Use at Your Own Risk: The Java Unsafe API in the Wild

Introduction

This artifact implements the study in the paper Use at Your Own Risk: The Java Unsafe API in the Wild

Getting Started

Our artifact uses external tools to build and run, which are:

Git: To clone our repository.
Java 7: To compile and run our applications.
Ant: Software tool for automating software build processes.
Aria2: Tool to automate downloads of a large amount of files.
R: The R interpreter used in our analysis. Version of R required is 3.1.0 or higher, because we depend on R package plyr We also installed the following R packages used in our analysis: reshape2, ggplot2, ggdendro, and gridExtra.
LaTeX and Ghostscript: To post-process some PDF plots.

Our artifact consists of three main components: a) a Java project to download and extract information for Java archives and POM files from Maven Repository, b) a Scala project to extract information about Stack Overflow posts, and c) R scripts to analyze the data and plot the results. An Eclipse Java project is located at the root of the repository. The Scala project is located inside the stackoverflow folder. The R scripts are inside the analysis folder.

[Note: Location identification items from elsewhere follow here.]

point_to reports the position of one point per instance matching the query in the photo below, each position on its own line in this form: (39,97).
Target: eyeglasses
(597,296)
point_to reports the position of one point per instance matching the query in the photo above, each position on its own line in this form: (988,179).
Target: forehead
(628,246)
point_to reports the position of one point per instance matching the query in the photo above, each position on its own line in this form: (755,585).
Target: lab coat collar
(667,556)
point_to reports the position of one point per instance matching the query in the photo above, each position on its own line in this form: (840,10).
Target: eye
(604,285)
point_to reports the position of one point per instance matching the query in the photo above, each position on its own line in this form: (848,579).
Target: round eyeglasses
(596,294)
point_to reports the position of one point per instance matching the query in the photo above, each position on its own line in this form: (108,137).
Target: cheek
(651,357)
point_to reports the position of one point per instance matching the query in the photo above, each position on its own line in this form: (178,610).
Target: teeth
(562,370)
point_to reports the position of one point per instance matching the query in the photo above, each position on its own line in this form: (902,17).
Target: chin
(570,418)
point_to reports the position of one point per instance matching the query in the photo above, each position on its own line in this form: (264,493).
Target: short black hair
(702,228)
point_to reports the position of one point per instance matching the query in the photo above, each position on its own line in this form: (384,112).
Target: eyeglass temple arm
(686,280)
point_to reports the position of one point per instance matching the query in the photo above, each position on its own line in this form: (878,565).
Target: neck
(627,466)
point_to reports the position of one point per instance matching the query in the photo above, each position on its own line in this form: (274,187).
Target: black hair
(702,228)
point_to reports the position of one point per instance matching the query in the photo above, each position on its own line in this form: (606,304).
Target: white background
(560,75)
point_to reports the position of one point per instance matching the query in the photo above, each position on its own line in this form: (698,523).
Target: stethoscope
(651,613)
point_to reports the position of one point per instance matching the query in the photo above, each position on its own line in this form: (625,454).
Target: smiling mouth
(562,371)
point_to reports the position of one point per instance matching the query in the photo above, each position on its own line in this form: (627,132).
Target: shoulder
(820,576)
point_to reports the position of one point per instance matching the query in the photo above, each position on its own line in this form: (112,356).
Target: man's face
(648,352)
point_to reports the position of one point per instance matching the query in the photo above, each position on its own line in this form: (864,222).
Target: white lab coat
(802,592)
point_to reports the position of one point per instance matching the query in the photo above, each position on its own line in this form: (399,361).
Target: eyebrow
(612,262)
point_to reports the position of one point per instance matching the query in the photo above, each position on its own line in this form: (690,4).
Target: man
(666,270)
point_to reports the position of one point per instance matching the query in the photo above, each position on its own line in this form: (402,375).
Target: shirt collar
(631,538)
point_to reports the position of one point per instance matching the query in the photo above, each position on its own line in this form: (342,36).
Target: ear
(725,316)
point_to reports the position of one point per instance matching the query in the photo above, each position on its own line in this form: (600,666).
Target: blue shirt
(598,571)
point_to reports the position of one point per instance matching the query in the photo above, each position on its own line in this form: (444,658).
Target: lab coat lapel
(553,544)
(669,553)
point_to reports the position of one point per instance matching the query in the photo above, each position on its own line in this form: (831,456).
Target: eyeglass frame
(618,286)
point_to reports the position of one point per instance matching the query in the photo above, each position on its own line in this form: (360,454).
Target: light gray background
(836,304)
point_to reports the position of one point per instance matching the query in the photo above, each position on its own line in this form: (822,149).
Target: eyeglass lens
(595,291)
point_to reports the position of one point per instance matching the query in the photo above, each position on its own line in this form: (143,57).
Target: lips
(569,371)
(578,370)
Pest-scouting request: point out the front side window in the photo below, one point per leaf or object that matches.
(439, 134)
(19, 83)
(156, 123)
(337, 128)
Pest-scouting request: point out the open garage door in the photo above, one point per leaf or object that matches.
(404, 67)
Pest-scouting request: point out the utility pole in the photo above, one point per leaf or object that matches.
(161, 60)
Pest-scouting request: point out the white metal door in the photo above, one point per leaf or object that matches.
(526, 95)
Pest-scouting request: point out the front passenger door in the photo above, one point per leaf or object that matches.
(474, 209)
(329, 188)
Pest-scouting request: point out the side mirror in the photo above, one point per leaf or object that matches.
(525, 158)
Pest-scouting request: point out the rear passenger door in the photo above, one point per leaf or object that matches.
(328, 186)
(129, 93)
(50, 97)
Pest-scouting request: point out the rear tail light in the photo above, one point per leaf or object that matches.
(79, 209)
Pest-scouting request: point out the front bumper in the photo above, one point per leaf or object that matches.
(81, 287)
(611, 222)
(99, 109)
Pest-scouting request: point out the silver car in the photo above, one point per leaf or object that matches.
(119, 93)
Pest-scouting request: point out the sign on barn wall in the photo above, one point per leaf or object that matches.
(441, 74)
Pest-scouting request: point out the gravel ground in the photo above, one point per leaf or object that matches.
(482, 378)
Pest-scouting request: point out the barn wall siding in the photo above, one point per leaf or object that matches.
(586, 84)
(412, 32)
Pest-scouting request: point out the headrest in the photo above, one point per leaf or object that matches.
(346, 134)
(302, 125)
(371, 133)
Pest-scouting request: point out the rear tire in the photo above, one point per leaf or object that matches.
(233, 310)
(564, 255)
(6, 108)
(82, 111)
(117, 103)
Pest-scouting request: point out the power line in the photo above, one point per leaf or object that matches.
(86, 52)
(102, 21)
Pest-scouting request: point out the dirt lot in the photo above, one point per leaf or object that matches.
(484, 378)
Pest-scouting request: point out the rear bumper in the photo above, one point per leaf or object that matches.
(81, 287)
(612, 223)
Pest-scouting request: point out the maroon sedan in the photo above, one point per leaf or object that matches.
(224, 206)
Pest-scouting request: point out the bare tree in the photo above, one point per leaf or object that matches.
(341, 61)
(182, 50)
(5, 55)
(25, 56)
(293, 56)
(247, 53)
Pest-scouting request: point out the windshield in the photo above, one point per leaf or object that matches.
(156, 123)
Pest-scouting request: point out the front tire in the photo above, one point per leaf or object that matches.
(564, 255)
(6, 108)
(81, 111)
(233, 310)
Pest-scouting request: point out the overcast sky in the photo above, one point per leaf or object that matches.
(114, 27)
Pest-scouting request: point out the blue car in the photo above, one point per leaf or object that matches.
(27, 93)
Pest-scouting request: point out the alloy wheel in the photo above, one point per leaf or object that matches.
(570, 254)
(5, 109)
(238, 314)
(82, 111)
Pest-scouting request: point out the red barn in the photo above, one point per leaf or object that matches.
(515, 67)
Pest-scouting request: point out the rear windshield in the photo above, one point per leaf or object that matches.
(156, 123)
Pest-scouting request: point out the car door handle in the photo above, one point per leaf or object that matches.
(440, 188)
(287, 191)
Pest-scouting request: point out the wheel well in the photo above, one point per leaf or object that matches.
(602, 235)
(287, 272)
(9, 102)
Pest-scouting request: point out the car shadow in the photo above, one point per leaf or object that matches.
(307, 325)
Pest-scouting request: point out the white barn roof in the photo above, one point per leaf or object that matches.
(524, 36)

To start, within a terminal, change the current directory to the repository root directory. Our repository contains an ant build file to manage the build process. To see all available ant targets, issue the following command in the root folder of the repository mentioned above.

ant -projecthelp

You should see the following output:

Buildfile: /home/ae/java-unsafe-analysis/build.xml
Java Unsafe Analysis to study usage and impact of Unsafe API in Java
Main targets:

 analyze-debug         Analyze the Maven repository and JDK8 runtime in Debug mode.
 analyze-release       Analyze the Maven repository and JDK8 runtime in Release mode.
 analyze-tests         Run tests for Unsafe analysis.
 buildurilist-debug    Builds the list of artifacts to download in Debug mode.
 buildurilist-release  Builds the list of artifacts to download in Release mode.
 check                 Run tests for Unsafe analysis, dependency extraction and aria2.
 clean                 Removes the build and out directories.
 compile               Compiles all Java files.
 computedeps           Computes the inverse transitive dependencies.
 extractdeps           Extract the dependency information from POM files.
 extractdeps-tests     Run tests for the dependency extraction.
 fetchartifacts        Fetches all artifacts specified by the URI list using aria2.
 fetchgzindex          Fetches the Maven Index (compressed) from a mirror using aria2.
 fetchindex            Fetches and uncompress the Maven Index from a mirror using aria2.
 mkbuilddir            Creates the build directory, used for output of compilation.
 mkcachedir            Creates the cache directory, used to cache downloaded files.
 mkoutdir              Creates the output directory, used for output files.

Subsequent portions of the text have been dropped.